Adding dialogues as a context in the input text

geo47 commented 1 year ago

Hi,

Can we prepend a set of dialogue script between user and bot in the text as a seed conversation context. How much will it be effective to generate the relevant response.

Input pattern: input = "your persona:{persona}\n..\n{user_input} {bot_output}\n...\n{actual input text}"

Thanks!

klshuster commented 1 year ago

yes, you can do exactly as you've described. it remains to be seen how effective this would be, depending on the model used

geo47 commented 1 year ago

Thanks for the response..!

Which model would be suitable for this? I am currently using BB2_400M.

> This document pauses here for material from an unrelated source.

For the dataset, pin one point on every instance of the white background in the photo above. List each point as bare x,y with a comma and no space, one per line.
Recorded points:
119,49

klshuster commented 1 year ago

any conversational model would be a reasonable choice, bb2_400m is good

geo47 commented 1 year ago

Thanks!

When I train the BB2 model on my custom dataset, it trains perfectly on custom dialogues. However, the training on custom dataset effects the BB2 model general responses.

For example: when you give any open dialogues that is not present in my dataset, the general BB2 model can generate a very generalized response and it also learns from the prepend persona information. However, the fine-tuned BB2 model on custom dataset does not generalize well and it also can not learn from the prepend personas information.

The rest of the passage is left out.